I am working on a pipeline that has a few branch points that subsequently merge-- they look something like this:
command2
/ \
command1 command4
\ /
command3
Each command writes to STDOUT and accepts input via STDIN. STDOUT from command1 needs to be passed to both command2 and command3, which are run sequentially, and their output needs to be effectively concatenated and passed to command4. I initially thought that something like this would work:
$ command1 | (command2; command3) | command4
That doesn't work though, as only STDOUT from command2 is passed to command 4, and when I remove command4 it's apparent that command3 isn't being passed the appropriate stream from command1 -- in other words, it's as if command2 is exhausting or consuming the stream. I get the same result with { command2 ; command3 ; } in the middle as well.
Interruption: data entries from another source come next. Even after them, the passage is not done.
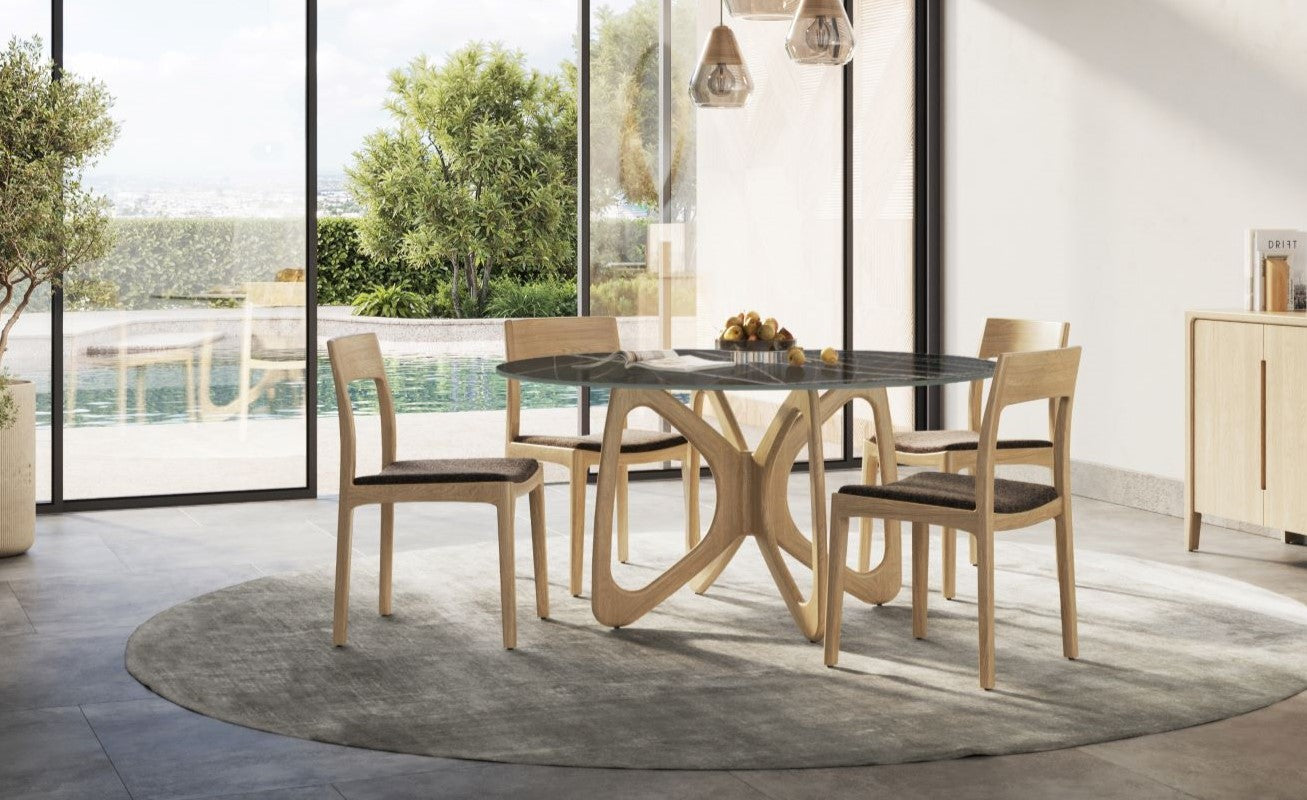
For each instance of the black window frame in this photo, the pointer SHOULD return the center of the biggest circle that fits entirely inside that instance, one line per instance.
(927, 268)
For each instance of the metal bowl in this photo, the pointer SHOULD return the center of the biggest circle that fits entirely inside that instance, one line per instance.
(758, 352)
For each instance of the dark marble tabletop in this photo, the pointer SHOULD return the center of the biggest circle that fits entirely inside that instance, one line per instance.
(855, 369)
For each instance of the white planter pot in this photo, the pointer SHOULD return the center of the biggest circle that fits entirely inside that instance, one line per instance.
(18, 473)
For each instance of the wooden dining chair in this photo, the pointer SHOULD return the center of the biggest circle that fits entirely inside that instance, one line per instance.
(570, 336)
(956, 450)
(496, 481)
(978, 503)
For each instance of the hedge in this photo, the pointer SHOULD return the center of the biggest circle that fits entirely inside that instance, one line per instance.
(179, 256)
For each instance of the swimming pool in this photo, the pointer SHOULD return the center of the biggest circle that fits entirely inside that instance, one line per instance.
(420, 384)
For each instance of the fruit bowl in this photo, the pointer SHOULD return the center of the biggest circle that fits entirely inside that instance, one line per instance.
(750, 339)
(757, 345)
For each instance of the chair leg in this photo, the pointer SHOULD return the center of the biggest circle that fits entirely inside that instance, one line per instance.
(122, 394)
(1067, 583)
(387, 558)
(140, 395)
(949, 558)
(984, 605)
(949, 549)
(192, 411)
(835, 584)
(871, 476)
(624, 515)
(507, 578)
(690, 480)
(340, 616)
(539, 552)
(920, 577)
(578, 524)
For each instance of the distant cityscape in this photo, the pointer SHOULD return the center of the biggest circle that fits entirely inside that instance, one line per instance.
(226, 198)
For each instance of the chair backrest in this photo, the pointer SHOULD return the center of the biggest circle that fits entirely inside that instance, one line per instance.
(1024, 378)
(360, 358)
(1014, 336)
(553, 336)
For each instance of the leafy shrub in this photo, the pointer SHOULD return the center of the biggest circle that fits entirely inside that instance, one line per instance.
(345, 271)
(396, 302)
(617, 242)
(154, 256)
(89, 293)
(626, 293)
(537, 298)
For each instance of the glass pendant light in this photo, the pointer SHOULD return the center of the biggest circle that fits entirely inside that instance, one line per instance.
(821, 34)
(720, 80)
(762, 9)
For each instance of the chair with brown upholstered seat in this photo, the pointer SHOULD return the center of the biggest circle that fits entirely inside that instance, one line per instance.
(496, 481)
(956, 450)
(569, 336)
(978, 503)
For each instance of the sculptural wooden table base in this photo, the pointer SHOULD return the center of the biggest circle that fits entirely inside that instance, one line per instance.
(752, 501)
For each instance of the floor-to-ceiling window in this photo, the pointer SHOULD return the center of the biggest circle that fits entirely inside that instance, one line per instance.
(184, 350)
(387, 73)
(794, 205)
(186, 353)
(29, 356)
(884, 191)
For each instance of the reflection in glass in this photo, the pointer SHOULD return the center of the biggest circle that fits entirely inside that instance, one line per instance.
(29, 357)
(184, 349)
(762, 9)
(821, 34)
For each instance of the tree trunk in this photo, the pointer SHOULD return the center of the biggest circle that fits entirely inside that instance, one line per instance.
(485, 279)
(454, 288)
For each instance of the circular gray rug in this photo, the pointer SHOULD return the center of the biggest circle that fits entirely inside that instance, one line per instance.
(724, 680)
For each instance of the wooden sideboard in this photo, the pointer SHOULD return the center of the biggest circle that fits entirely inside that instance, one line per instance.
(1246, 421)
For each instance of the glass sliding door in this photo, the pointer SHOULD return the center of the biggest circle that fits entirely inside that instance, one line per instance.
(184, 350)
(29, 357)
(884, 200)
(702, 213)
(441, 343)
(769, 196)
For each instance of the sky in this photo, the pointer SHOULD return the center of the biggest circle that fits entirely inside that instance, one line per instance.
(213, 90)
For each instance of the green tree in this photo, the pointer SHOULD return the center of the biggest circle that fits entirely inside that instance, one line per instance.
(477, 174)
(50, 132)
(625, 107)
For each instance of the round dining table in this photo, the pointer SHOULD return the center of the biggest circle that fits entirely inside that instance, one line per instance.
(752, 484)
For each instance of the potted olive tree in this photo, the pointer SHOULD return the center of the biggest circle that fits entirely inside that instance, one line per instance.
(51, 130)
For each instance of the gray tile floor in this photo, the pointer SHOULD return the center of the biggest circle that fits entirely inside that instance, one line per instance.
(75, 724)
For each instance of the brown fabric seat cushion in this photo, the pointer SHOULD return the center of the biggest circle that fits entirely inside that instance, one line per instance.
(633, 441)
(958, 492)
(943, 441)
(452, 471)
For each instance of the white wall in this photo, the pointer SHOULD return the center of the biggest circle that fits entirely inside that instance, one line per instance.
(1102, 162)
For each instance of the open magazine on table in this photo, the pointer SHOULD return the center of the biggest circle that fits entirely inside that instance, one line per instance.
(669, 360)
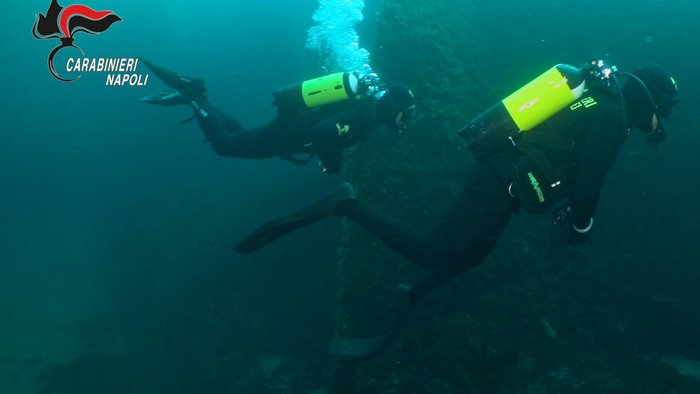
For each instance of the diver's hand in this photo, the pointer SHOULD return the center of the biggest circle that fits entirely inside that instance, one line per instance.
(166, 98)
(572, 231)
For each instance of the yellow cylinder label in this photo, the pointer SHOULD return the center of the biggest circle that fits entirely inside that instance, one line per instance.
(324, 90)
(540, 99)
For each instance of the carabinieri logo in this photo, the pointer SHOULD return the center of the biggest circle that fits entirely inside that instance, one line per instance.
(64, 23)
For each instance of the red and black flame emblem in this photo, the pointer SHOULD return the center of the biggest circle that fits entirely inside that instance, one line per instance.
(63, 23)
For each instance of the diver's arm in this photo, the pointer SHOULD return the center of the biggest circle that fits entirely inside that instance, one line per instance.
(331, 160)
(219, 128)
(603, 141)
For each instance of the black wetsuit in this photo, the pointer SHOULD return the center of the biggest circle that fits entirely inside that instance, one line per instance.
(323, 132)
(472, 225)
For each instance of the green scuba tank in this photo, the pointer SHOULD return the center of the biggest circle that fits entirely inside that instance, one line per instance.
(525, 109)
(318, 92)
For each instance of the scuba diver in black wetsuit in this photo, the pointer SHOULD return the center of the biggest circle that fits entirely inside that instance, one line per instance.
(554, 158)
(319, 117)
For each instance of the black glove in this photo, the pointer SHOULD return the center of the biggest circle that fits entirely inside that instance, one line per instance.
(573, 230)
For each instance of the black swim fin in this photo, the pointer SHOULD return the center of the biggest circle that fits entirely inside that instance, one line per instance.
(274, 229)
(191, 88)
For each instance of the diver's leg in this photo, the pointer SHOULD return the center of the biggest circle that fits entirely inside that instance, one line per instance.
(480, 213)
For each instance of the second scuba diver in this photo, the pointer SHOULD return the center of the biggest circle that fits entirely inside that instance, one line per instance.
(319, 117)
(546, 147)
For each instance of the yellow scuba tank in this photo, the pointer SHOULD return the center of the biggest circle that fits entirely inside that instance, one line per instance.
(318, 92)
(525, 109)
So I figured I should be using 'tee' with process substitution, and tried this:
$ command1 | tee >(command2) | command3 | command4
But surprisingly that didn't work either -- it appears that the output of command1 and the output of command2 are piped into command3, which results in errors and only the output of command3 being piped into command4. I did find that the following gets the appropriate input and output to and from command2 and command3:
$ command1 | tee >(command2) >(command3) | command4
However, this streams the output of command1 to command4 as well, which leads to issues as command2 and command3 produce a different specification than command1. The solution I've arrived on seems hacky, but it does work:
$ command1 | tee >(command2) >(command3) > /dev/null | command4
That suppresses command1 passing its output to command4, while collecting STDOUT from command2 and command3. It works, but I feel like I'm missing a more obvious solution. Am I? I've read dozens of threads and haven't found a solution to this problem that works in my use case, nor have I seen an elaboration of the exact problem of splitting and re-joining streams (though I can't be the first one to deal with this). Should I just be using named pipes? I tried but had difficulty getting that working as well, so maybe that's another story for another thread. I'm using bash in RHEL5.8.